Good Work: Lev Lewis, Yonah Lewis, and Calvin Thomas’ Spice It Up

By Angelo Muredda

Spice It Up screens at TIFF Bell Lightbox on Thursday, August 15 as part of MDFF Selects: Presented by Cinema Scope and TIFF.

“Spice what up?” a film professor played by Cinema Scope’s own Adam Nayman asks with disinterest early in Lev Lewis, Yonah Lewis, and Calvin Thomas’ smart and puckishly funny new film, seemingly pleased with himself for having come up with any constructive criticism at all. It’s a question that might feel painfully familiar to any critic who’s wondered where to start with a cryptic text, as well as to any artist who’s found themselves translating intuitive creative decisions into more easily digestible soundbites for the literal-minded. And it’s posed, to us as well as to the listener on the other side of his desk, in response to the title of the experimental thesis by film student Rene (Jennifer Hardy), whose work the professor later confuses for that of another classmate’s while praising her film’s apparent evolution toward “a coherent ideology, or a lack of ideology”—the kind of useless feedback that at least covers all the bases.

These moments of squirmy office-hour comedy about the intense vulnerability of soliciting feedback on a work in process offer a window into Spice It Up’s sly, offhanded complexity. Whatever the title refers to—a desire to punch up the mundane into the fantastic, perhaps, or an oblique reference to a dance routine the characters in Rene’s film-within-the-film are practicing—Spice It Up proves a beguiling and tricky film about the minutiae of making and showing films, and coming into oneself as an artist in the process, in Toronto’s sometimes hostile and typically male-dominated film scene.

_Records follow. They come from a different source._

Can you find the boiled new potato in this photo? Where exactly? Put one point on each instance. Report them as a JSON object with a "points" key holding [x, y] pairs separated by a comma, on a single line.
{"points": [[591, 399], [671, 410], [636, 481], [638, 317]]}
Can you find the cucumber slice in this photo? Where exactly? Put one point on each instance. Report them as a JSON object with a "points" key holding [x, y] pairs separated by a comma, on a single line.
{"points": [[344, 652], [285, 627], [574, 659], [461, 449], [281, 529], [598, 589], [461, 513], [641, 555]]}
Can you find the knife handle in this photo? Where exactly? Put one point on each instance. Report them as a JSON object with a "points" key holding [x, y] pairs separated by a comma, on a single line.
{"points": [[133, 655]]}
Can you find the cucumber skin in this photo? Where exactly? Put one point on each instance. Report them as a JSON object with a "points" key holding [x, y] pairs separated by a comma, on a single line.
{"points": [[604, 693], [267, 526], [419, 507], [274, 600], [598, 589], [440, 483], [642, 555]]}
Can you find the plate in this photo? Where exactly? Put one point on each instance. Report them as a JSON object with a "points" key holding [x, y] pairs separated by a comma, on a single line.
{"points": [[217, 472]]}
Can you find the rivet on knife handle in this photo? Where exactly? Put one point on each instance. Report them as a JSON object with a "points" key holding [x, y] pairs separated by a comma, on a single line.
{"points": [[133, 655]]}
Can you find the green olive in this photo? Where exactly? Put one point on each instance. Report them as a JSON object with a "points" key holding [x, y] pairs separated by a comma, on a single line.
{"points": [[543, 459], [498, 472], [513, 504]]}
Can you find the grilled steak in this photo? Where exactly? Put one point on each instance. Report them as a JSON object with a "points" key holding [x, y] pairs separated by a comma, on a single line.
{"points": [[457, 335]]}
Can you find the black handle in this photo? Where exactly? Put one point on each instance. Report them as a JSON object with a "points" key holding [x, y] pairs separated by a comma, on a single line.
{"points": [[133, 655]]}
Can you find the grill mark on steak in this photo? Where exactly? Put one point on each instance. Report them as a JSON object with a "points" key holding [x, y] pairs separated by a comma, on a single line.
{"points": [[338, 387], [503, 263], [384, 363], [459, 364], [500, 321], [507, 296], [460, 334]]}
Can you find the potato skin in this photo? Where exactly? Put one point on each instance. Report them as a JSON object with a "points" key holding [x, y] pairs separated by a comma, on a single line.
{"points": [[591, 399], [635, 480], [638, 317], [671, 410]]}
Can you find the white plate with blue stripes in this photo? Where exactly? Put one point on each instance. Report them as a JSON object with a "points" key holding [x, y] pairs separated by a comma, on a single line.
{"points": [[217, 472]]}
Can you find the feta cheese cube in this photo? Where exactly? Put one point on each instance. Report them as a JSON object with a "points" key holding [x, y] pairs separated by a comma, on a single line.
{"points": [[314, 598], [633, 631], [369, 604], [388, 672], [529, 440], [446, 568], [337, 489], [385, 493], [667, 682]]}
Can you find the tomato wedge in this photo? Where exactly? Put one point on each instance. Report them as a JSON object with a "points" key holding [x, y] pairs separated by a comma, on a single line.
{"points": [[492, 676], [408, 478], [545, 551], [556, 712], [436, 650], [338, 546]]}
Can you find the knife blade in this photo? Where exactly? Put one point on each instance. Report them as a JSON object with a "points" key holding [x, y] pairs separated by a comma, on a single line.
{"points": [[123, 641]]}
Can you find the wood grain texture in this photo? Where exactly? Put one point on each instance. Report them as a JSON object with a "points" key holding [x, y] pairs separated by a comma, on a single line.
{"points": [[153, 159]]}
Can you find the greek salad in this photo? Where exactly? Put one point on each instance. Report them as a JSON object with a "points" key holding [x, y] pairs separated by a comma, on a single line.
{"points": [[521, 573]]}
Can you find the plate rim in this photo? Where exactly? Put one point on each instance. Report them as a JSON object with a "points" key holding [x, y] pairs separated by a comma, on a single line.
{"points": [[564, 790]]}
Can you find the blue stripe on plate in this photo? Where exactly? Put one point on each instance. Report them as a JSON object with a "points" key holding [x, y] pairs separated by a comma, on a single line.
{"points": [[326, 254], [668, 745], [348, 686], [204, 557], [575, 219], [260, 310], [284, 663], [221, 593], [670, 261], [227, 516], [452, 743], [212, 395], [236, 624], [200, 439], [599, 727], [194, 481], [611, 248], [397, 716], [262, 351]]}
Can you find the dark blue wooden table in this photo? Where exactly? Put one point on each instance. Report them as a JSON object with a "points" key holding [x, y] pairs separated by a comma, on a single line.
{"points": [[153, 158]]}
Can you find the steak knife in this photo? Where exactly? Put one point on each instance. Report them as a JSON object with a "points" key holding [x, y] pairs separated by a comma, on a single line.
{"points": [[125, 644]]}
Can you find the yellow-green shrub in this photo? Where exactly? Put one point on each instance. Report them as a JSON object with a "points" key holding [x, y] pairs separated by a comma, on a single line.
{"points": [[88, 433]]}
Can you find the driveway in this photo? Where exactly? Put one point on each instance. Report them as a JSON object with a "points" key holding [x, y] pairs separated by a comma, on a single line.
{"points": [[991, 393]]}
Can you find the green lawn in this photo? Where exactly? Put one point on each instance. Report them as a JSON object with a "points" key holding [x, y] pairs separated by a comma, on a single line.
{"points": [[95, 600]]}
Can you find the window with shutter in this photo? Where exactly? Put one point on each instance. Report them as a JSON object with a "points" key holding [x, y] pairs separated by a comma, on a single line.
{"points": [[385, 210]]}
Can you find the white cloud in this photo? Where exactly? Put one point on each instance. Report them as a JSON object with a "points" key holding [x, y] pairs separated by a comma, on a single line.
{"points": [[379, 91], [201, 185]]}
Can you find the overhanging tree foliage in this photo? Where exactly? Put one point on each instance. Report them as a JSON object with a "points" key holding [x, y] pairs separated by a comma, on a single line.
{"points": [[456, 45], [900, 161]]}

In her professor’s defence, Rene’s film—which she’s apparently been working on for years, with a cast who have since moved on to bigger (or at least better-paying) things—is hard to get a grip on. It’s an aesthetically and politically varied kitchen sink of a thesis that appears to hold all her disparate interests and some of her life history together, as thesis films tend to do. It evolves as she evolves, though it doesn’t necessarily become more narratively straightforward (or marketable) as a result of its author’s cumulative wisdom. For the most part, we’re left to decide for ourselves, from moment to moment, whether the project’s too-muchness is a bad thing for a student film (as her professor seems to think), or whether there might be something freeing and honest in the inchoateness of Rene’s approach, as opposed to the more polished-looking work her supervisor briefly mistakes hers for.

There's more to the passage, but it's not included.